The traffic light system was created to encourage healthcare professionals to consider symptoms and signs in their totality and individual symptoms clearly need to be considered in the context of the overall clinical picture. Combinations of manifestations may provide reasons for particular concern. We agree with Spence’s view that clinical assessment is a complex process based on experience, observation, continuity, and clinical intuition. It should be noted that both the evidence and the opinion of the guideline development groups coincided in the recommendation that when a child “appears ill to a healthcare professional” this was to be considered a “red” feature. We believe that the Clinical Guideline with its traffic light system will assist clinicians in the complex challenge of making safe and appropriate decisions.

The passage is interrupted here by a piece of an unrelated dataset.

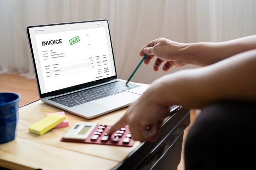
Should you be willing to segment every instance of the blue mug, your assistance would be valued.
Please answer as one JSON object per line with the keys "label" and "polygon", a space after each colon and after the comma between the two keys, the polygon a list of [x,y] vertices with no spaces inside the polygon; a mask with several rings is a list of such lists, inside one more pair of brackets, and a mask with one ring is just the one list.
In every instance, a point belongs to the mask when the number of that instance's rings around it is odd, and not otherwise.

1. Spence D. Bad medicine: NICE’s traffic light system for febrile children. BMJ 2014;348:g2056 doi: 10.1136/bmj.g2056
2. National Institute for Health and Clinical Excellence. Feverish illness: assessment and initial management in children younger than 5 years. London: NICE; 2013. www.nice.org.uk/CG160
3. National Institute for Health and Clinical Excellence. Feverish illness: assessment and initial management in children younger than 5 years. London: NICE; 2007. www.nice.org.uk/CG047
4. De S, Williams GJ, Hayen A, Macaskill P, McCaskill M, Isaacs D, Craig JC. Accuracy of the “traffic light” clinical decision rule for serious bacterial infections in young children with fever: a retrospective cohort study. BMJ 2013;346:f866.
5. Chard J, Richardson M, Murphy MS. Rapid response: Accuracy of the “traffic light” clinical decision rule for serious bacterial infections in young children with fever: a retrospective cohort study. BMJ 2013;346:f866. http://www.bmj.com/content/346/bmj.f866/rr/637155.
Competing interests: Stephen Murphy is Co-director in Child Health at the National Collaborating Centre for Women’s and Children’s Health, which produced the NICE guideline on feverish illness in children (2013). Mark Baker is director, NICE Centre for Clinical Practice.